Die dauerhafte Erkrankung an einer paranoiden Schizophrenie wollte die Expertin aber nicht bestätigen. Auslöser für den Angriff mit der Machete sei der Drogenkonsum gewesen – wie wohl schon bei zwei früheren Körperverletzungen, für die der 43-Jährige einschlägig vorbestraft ist.

Rechtsanwältin Simone Hogenmüller wollte eine Unterbringung ihres Mandanten verhindern, da dies einen massiven Eingriff in dessen Freiheitsrechte bedeute. Der Staatsanwalt betonte dagegen den notwendigen Schutz der Allgemeinheit und des Angeklagten vor sich selbst.

Die Zweite Große Strafkammer folgte der Auffassung der Anklage und ordnete auf unbestimmte Zeit die Einweisung in den Maßregelvollzug an. Eine Aussicht auf Erfolg sei gegeben, die Maßnahme werde jährlich auf ihre Notwendigkeit überprüft, sagte der Vorsitzende Richter Wolfgang Kronthaler, der sich am Ende auch ganz persönlich an den Täter wandte. "Bitte nehmen Sie das Therapieangebot an", lautete sein Rat.

"Keine Strafe ohne Schuld"

Eine der wichtigsten Regeln des deutschen Strafrechts lautet: "Nulla poena sine culpa", zu Deutsch: Keine Strafe ohne Schuld.
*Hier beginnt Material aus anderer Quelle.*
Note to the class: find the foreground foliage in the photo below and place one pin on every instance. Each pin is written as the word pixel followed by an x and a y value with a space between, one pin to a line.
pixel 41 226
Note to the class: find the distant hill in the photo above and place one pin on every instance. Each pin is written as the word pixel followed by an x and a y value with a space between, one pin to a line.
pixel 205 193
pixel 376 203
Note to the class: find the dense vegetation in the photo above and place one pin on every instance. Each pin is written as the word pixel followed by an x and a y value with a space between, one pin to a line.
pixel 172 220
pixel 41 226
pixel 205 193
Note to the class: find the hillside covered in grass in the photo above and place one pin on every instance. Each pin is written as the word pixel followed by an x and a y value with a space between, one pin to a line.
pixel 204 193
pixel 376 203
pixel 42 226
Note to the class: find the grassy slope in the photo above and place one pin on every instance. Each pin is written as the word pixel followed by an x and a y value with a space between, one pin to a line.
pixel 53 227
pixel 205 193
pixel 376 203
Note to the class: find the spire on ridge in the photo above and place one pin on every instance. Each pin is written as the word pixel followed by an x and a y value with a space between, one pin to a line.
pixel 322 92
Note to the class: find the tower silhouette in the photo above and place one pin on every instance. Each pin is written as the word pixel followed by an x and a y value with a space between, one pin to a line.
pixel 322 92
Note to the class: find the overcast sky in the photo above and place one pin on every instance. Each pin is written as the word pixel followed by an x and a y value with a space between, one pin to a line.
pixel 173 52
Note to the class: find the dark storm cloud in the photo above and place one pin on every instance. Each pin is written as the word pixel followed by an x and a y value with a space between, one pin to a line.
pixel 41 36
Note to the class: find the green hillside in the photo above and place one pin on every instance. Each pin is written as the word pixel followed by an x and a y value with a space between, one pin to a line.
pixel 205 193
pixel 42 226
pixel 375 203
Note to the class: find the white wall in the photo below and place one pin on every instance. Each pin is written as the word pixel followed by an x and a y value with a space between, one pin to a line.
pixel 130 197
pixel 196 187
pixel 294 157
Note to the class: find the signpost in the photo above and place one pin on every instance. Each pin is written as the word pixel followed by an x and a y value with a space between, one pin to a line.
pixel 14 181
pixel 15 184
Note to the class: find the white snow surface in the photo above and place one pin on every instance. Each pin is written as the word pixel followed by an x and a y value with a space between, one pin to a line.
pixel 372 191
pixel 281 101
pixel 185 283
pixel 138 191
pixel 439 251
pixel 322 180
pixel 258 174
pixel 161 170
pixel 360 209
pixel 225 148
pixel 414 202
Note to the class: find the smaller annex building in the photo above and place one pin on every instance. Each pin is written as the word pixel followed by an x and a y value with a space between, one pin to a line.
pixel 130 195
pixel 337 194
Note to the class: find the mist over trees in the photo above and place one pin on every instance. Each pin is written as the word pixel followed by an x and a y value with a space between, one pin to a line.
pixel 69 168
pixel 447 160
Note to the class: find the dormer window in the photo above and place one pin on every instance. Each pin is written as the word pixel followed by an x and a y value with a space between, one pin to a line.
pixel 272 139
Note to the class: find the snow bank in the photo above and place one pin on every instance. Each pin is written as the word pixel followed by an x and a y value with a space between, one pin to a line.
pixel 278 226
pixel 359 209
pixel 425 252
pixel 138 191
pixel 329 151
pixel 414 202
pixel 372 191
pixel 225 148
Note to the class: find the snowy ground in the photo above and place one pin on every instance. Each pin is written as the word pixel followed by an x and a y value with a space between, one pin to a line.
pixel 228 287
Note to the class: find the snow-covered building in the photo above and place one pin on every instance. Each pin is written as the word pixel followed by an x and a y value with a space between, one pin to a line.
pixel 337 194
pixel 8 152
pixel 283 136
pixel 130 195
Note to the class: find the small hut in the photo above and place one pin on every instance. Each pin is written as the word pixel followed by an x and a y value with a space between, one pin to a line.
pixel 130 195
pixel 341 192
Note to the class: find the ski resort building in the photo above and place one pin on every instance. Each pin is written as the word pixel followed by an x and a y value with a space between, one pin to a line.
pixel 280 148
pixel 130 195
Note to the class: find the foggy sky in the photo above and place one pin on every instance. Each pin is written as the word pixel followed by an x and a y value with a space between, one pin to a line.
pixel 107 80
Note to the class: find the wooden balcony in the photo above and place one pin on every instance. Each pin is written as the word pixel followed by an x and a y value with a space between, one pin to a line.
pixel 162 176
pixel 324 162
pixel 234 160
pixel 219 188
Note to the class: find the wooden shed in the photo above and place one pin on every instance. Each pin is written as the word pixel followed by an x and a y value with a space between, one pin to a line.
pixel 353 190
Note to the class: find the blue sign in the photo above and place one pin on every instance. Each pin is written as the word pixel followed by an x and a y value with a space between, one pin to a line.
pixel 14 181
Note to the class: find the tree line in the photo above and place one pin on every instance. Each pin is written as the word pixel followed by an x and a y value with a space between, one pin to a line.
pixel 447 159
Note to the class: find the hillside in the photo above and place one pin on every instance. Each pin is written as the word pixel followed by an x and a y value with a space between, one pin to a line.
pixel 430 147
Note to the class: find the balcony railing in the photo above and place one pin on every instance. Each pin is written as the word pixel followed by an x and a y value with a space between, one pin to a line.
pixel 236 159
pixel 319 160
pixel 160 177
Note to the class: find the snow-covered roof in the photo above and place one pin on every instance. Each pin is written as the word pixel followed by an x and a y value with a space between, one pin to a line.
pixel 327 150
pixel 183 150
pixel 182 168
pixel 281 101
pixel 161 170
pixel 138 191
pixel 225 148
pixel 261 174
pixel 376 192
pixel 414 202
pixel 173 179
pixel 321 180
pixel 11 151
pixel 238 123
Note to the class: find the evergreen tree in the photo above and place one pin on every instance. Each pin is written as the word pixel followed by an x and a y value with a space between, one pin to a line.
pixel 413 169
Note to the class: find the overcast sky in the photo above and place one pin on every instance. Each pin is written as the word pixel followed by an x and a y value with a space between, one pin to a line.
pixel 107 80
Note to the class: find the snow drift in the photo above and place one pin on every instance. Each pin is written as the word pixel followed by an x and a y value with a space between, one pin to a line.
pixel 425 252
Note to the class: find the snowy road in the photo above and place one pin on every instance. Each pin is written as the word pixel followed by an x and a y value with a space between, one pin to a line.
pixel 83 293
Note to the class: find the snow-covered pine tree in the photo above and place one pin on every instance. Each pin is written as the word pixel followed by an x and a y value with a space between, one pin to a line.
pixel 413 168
Nur, wer in der Lage ist, das Unrecht seines Handelns zu erkennen, darf auch dafür bestraft werden.

In Paragraf 20 des Strafgesetzbuchs ist die Schuldfähigkeit geregelt. Etwa für die Fälle, in denen der Täter infolge von Drogen- oder Alkoholkonsum so schwere Hirnschäden davongetragen hat, dass er nicht mehr zwischen Recht und Unrecht unterscheiden kann.